Where the baseline data has been slight, uncertain or incomprehensive, the best available information together with professional assumptions and judgement has been utilised to assess the anticipated significant effects of introducing market restrictions.

3.6 Assessment of Secondary, Cumulative and Synergistic Effects

Schedule 3 (6) (e) of the Environmental Assessment (Scotland) Act 2005 requires that the "secondary, cumulative and synergistic effects" of introducing market restrictions on single-use plastic items and oxo-degradable plastic products are assessed. Using a single tier approach, this assessment will deliver a summary of all the effects associated with establishing market restrictions on single-use plastic items together with the in-combination effects with other plans and programmes.

In terms of the overall assessment of the cumulative effects, it should be noted that accurately assessing the impact of market restrictions is challenging due to the uncertainties around the variety of alternatives to single-use plastic items in scope, the level of uptake by citizens, and the predicted shift from single-use plastic items to multi-use options.

3.7 Mitigation and Monitoring Proposals

The identification of effective mitigation measures is a fundamental element of the SEA process and, where significant adverse effects have been identified, appropriate mitigation measures have been proposed. The aim of such mitigation measures is to ensure that the replacement of single-use plastic items by non-plastic alternatives is carried out as efficiently as possible, and with greatest respect paid to the reuse and secondary applications of such products.

Putting appropriate measures in place, such as those specified within the relevant sections, may assist in optimising carbon savings and realising greater reductions in waste and litter generation. Mitigation and enhancement measures have been identified for each of the topic areas scoped into the assessment where possible. In some instances, mitigation measures are also proposed for minor negative effects, with corresponding enhancement measures also recommended where appropriate.

In order to ensure that the aims and objectives of placing market restrictions on certain single-use plastic items in Scotland are realised, proposals for the development of a monitoring protocol have been recommended in Section 10.2

It is also anticipated that further information on the development of monitoring protocols associated with the proposed market restrictions will be set out in the Post Adoption Statement.

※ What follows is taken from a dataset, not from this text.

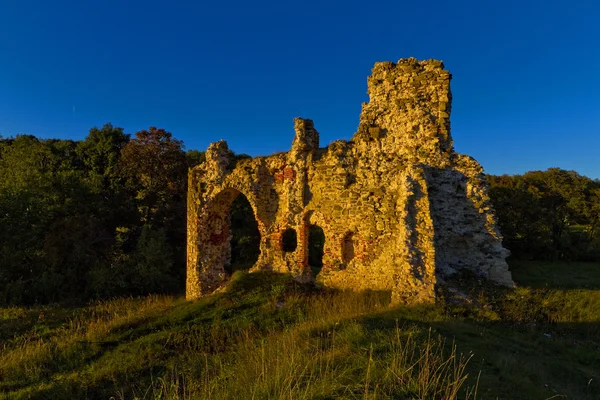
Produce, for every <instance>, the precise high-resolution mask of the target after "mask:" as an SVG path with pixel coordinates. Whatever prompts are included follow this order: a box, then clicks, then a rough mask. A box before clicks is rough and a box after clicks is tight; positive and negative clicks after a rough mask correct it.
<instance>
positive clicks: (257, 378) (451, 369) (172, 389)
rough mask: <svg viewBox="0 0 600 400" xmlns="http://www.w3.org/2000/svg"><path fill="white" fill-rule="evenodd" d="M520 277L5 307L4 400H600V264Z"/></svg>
mask: <svg viewBox="0 0 600 400" xmlns="http://www.w3.org/2000/svg"><path fill="white" fill-rule="evenodd" d="M512 268H513V270H514V277H515V280H516V282H517V284H518V287H517V288H516V289H514V290H507V289H503V288H499V287H495V286H493V285H489V284H486V283H485V282H481V281H480V280H478V279H477V278H474V277H472V276H460V277H457V279H455V280H454V281H453V282H451V284H450V287H449V288H446V290H444V291H442V292H440V297H439V301H438V302H437V303H436V304H432V305H421V306H412V307H408V306H397V307H390V306H389V298H390V296H389V293H378V292H373V293H363V294H355V293H344V292H337V293H336V292H327V291H321V290H317V289H314V288H311V287H310V286H306V285H299V284H296V283H294V282H293V281H292V280H291V279H290V278H289V277H288V276H285V275H277V274H271V273H252V274H248V273H240V272H238V273H236V274H235V275H234V279H233V280H232V282H231V284H230V285H229V287H228V289H227V291H225V292H221V293H218V294H215V295H213V296H209V297H206V298H204V299H201V300H199V301H195V302H187V301H185V300H183V299H181V298H174V297H165V296H150V297H146V298H129V299H115V300H111V301H104V302H98V303H94V304H91V305H89V306H87V307H78V308H64V307H63V308H61V307H39V308H5V309H0V397H2V395H4V397H6V398H15V399H19V398H48V399H54V398H104V399H108V398H111V397H114V398H115V399H121V398H122V399H133V398H138V399H153V398H161V399H172V398H186V399H197V398H198V399H201V398H214V399H221V398H223V399H225V398H232V399H238V398H239V399H244V398H256V399H267V398H268V399H279V398H287V399H289V398H294V399H298V398H303V399H309V398H319V399H334V398H349V399H357V398H361V399H367V398H373V399H374V398H399V399H455V398H459V399H466V398H470V399H474V398H477V399H511V400H512V399H550V398H569V399H583V400H585V399H594V400H597V399H600V289H598V288H599V287H600V265H598V264H595V265H593V264H585V263H578V264H575V263H574V264H564V263H555V264H551V263H546V264H542V263H523V262H521V263H518V264H514V265H512ZM572 271H577V274H574V273H573V272H572ZM583 275H585V276H586V278H585V279H581V278H580V276H583Z"/></svg>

3.8 Summary and Overview of Difficulties Encountered

This SEA has focussed on the overall assessment of the introduction of market restrictions on specified single-use plastic items and oxo-degradable plastic products in Scotland. The environmental assessment centres on comparing the anticipated effects, both positive and negative, against the 'do nothing' option which is retaining the current stance of no market restrictions.

The main difficulties encountered in undertaking this environmental assessment are summarised below:

  • Data limitations: The overall obtainability of inclusive and accurate baseline data for Scotland has been limited. Where the baseline data has been slight, uncertain or incomprehensive, the best available information together with professional assumptions and judgement has been utilised to assess the anticipated effects of introducing market restrictions.
  • Market research: Limited research was obtained relating to the quantity of products placed on the market in Scotland for each of the items in scope of this research. Estimates for Scotland were compiled through a market research assessment exercise which utilised a two-stage approach:

1. A review of EU, English, and Welsh data on single-use plastics and methodologies used; and

2. Stakeholder engagement to gather relevant stats and evidence on the amount of single-use plastic items sold in Scotland.

Although the market research assessment exercise highlighted a degree of uncertainty in existing methodologies and reported estimates, the bottom-up assessment approach, coupled with insights and feedback from stakeholders, has allowed us to conclude the best available estimates using all secondary data available.